Tuesday, November 29, 2011


Reading in an entire file at once in C++, part 2



Last week I discussed 6 different methods on how to quickly get an entire file into a C++ string.

The conclusion was that the straight forward method was the ideal method, this was verified across several compilers. Since then, people asked me a number of questions.

What if I want to use a vector instead of a string, are the speeds different?
Forget C++ containers, what about directly into a manually allocated buffer?
What about copying into a buffer via mmap?
What do these various cases say about compilers or their libraries? Can this indicate what they're good or bad at compiling?

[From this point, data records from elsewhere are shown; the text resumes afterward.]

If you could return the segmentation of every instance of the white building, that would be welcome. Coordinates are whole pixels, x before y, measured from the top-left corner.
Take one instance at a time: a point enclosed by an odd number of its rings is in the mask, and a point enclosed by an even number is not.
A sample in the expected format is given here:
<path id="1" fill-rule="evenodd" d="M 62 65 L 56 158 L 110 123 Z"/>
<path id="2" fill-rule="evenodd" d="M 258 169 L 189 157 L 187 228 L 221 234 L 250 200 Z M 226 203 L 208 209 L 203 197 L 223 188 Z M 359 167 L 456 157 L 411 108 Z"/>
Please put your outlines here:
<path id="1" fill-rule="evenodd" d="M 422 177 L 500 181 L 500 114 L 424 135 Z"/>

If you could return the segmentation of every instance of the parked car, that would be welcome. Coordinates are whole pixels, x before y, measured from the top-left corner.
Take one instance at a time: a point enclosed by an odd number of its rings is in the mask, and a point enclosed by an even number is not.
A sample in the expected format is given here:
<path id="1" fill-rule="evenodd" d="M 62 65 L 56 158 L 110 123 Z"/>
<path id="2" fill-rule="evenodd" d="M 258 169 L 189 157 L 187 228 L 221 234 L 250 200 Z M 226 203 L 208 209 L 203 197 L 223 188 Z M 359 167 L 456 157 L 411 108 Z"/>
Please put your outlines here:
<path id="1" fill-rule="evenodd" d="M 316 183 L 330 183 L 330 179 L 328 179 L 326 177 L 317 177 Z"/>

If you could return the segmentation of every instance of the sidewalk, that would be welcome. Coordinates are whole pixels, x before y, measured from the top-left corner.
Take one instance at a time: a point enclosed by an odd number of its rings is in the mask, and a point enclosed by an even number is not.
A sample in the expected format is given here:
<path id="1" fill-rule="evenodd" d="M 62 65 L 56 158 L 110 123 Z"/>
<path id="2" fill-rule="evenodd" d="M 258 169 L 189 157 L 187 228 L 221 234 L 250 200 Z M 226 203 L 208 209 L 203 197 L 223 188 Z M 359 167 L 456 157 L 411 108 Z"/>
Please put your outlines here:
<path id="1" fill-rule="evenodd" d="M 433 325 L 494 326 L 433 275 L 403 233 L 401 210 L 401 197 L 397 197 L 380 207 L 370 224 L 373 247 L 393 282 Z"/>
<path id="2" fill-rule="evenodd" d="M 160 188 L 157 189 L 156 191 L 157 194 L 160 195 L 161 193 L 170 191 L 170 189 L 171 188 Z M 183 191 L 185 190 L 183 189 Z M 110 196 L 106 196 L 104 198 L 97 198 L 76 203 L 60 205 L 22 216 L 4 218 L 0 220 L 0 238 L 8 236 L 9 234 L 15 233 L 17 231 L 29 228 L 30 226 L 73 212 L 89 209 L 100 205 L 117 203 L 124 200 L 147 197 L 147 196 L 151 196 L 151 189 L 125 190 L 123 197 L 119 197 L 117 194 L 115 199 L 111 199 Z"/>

So to establish some baseline numbers, I created an application which reads the same files the same amount of times using the fastest method possible. It directly creates a buffer aligned to the partition's blocking factor, informs the OS to do the fastest possible sequential read, and then reads the file directly into the buffer. I also tested the suggested method to mmap a file, and copy the contents from there to an allocated buffer. The times achieved for these were 5 and 9 respectively. The latter is slower because of the extra memcpy() required, you want to read directly into your destination buffer whenever possible. The fastest time I now achieved should more or less be the fastest theoretical limit I'm able to get with my hardware. Both GCC and LLVM got the exact same times. I did not test with VC++ here as it doesn't support POSIX 2008.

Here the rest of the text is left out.